1. There are lots of ways to collect placement data. Some institutions count only tenure-track or visiting-professor positions. At some places, nonacademic employment doesn’t make the cut. Others debate whether it’s best to track placement two or three years after graduation, in hopes that former students will have settled into a “real” job by then. The truth—that an adjunct position is what awaits many new graduates, in the humanities in particular—is apparently too much to put on display. At the end of the day, not all placement data are created equal.

2. Many prospective students don’t even ask about a department’s placement data. This baffled me at first, since I’ve written so much about the tough academic job market. Why wouldn’t students do something as simple as asking questions about where graduates end up working and how long it takes them to get jobs? But then student after student at CUNY told me how they had been more focused on getting into a program in New York City, where they wanted to live.

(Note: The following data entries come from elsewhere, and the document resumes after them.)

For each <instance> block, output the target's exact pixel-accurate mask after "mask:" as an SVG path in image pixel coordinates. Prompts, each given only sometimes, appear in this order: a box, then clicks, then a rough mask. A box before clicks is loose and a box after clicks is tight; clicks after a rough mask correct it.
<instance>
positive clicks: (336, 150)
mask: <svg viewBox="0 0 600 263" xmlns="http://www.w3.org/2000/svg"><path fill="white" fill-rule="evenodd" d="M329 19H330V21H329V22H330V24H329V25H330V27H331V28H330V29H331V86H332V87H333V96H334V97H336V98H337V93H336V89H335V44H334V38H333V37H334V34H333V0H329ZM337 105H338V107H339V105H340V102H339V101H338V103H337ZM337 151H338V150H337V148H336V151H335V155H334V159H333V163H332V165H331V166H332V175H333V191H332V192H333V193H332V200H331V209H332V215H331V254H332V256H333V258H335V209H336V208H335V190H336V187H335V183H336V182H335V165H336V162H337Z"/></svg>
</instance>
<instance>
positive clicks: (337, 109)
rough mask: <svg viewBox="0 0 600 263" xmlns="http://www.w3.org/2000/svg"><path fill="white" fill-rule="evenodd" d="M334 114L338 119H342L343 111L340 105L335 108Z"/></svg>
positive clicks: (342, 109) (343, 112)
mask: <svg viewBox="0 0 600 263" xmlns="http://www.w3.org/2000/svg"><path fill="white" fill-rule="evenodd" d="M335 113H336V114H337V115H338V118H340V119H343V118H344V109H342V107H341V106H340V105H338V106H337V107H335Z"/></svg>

They had also been lured by certain professors and, of course, the right financial package. Yet once the students were admitted, placement information typically still wasn’t on their radar—until a job search loomed. As Zoe Meleo-Erwin, a recent Ph.D. graduate in sociology from the Graduate Center, put it: “There are so many things that are more pressing at the moment. You have to keep your focus on all the mini-hurdles.”

3. For some students, knowing about a program’s spotty placement record wouldn’t make them think twice about enrolling. That’s because it’s human nature for a person to believe that he will be the one who gets a tenure-track job right away at a great college, in a great city, and at great pay. One former sociology Ph.D. at the Graduate Center said that, while applying to graduate schools, she “had this narrative in my mind that I would go to school for seven years and then there would be a job as a professor on the other end for me.” She held a one-year visiting-professor position at a college in New York State before getting hired as a tenure-track professor at a public institution in New England. Still, she said, “I wish somebody had told me the reality. But I don’t know that it would have made any difference to me.”

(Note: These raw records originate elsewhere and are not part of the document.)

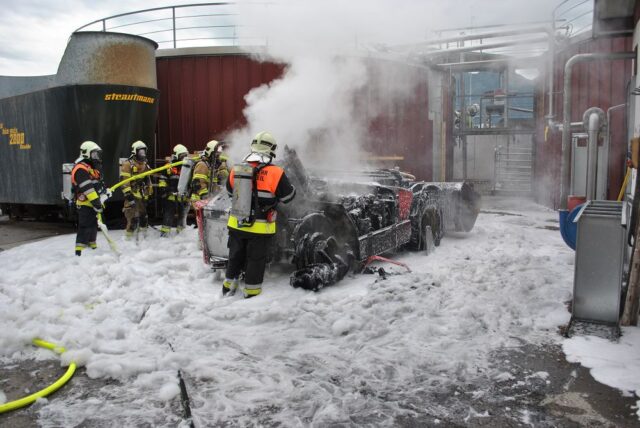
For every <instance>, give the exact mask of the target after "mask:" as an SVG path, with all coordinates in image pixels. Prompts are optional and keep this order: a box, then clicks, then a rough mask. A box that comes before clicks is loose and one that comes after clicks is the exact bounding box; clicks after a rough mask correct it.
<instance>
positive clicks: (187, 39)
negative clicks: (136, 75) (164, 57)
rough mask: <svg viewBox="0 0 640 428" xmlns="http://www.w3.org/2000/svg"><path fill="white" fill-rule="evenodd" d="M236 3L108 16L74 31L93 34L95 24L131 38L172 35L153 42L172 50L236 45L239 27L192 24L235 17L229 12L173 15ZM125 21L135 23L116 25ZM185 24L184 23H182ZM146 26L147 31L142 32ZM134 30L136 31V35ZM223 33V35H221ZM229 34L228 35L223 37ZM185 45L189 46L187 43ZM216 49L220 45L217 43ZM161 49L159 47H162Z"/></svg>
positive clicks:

It’s easy to make the case that the road from Ph.D. program to employment has many of the same pitfalls today as it did 20 or more years ago. But Dean B. Savage, who has collected placement data on nearly 500 sociology Ph.D.’s at the Graduate Center, hopes that soon more colleges will follow his lead, to make the journey easier for students.

Said Mr. Savage, a professor of sociology at Queens College: “The time has come for programs to do this.”